Proposal for C2y
WG14 3268
Title: Named loops, v2
Author, affiliation: Alex Celeste, Perforce
Date: 2023-11-30
Proposal category: New feature
Target audience: Compiler implementers, users
The loop exit keywords break
and continue
in C only work with the most
immediate enclosing loop or switch
structure.
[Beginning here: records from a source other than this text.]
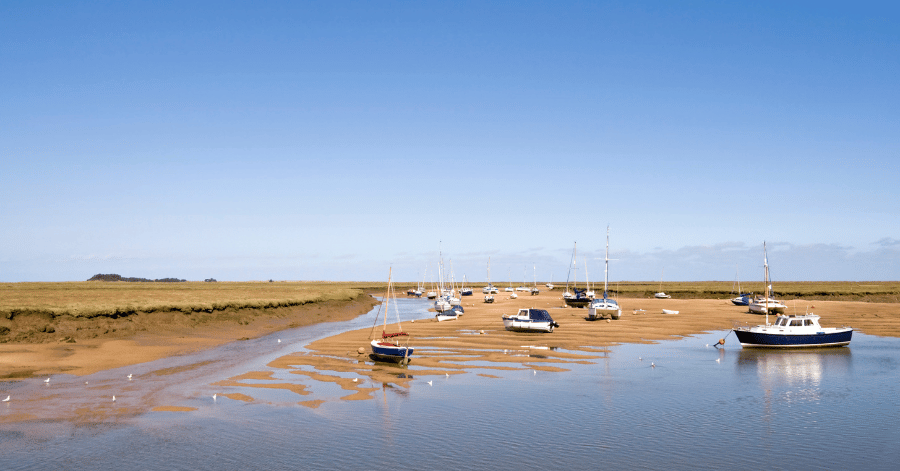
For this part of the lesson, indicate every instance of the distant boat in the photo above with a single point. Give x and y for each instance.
(450, 314)
(489, 289)
(579, 298)
(743, 299)
(388, 347)
(661, 294)
(600, 308)
(530, 320)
This proposal introduces a
named loop syntax consistent with other languages which allows breaking out
of control structures outside of the immediately enclosing one, by passing the
target loop of the jump by name.
Reply-to: Alex Celeste (aceleste@perforce.com)
Document No: N3268
Revises: N3195
Date: 2024-05-30
- rebase wording on C2y draft
- remove ambiguity that appeared to allow
break
from withinif
- discuss the choice for label position
- original proposal, but refer back to N2859
A facility for breaking out of outer loops that enclose an immediately-nested one is a frequently-requested feature for C. This feature is found in other languages and is a handy way to make clear where the intended result of a loop exiting jump is actually intended to be.
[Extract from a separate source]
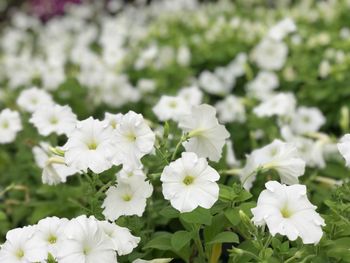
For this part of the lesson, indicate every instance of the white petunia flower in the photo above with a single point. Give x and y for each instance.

Much of the rationale for the feature itself, the ability to break out of more
than one nested control structure while sticking to descriptive, structured jump
statements rather than falling back to goto
, was already discussed in N2859
by Steenberg. It is widely accepted that the need to be able to do this is
widely needed - any example with two nested loops can easily be constructed -
but is not necessarily easy to express in a way that is pleasing to the C user
(wither reader or writer), and most of the options significantly reduce the
readability of the loop over simply
for (int i = 0; i < IK; ++ i) {
for (int j = 0; j < JK; ++ j) {
if (cond)
just_give_up; // <- this is difficult to make elegant
}
}
Steenberg proposed break break
, which was rejected by the Committee on
multiple different grounds (it has no precedent; it is context-dependent; it is
subjectively ugly to most of the reviewers; it is harder to read; etc.). In the
past, previous proposals have also suggested passing a constant numeric
parameter to break
or continue
, which suffers from essentially all of the
same problems - it has no precedent, and is completely context-dependent, which
means it cannot reliably be used in combination with macros because intervening
lines of code can arbitrarily change the jump target.
break break;
is essentially the same proposal as break N;
, but encoded in
the repetition of the break
keyword rather than as an expression operand. The
core problem of the two proposals is therefore identical:
for (int i = 0; i < IK; ++ i) {
for (int j = 0; j < JK; ++ j) {
if (cond)
break 2; // clear enough for now
// (several pages of in and out)
if (cond)
break 3; // ...how much do you trust the indent level?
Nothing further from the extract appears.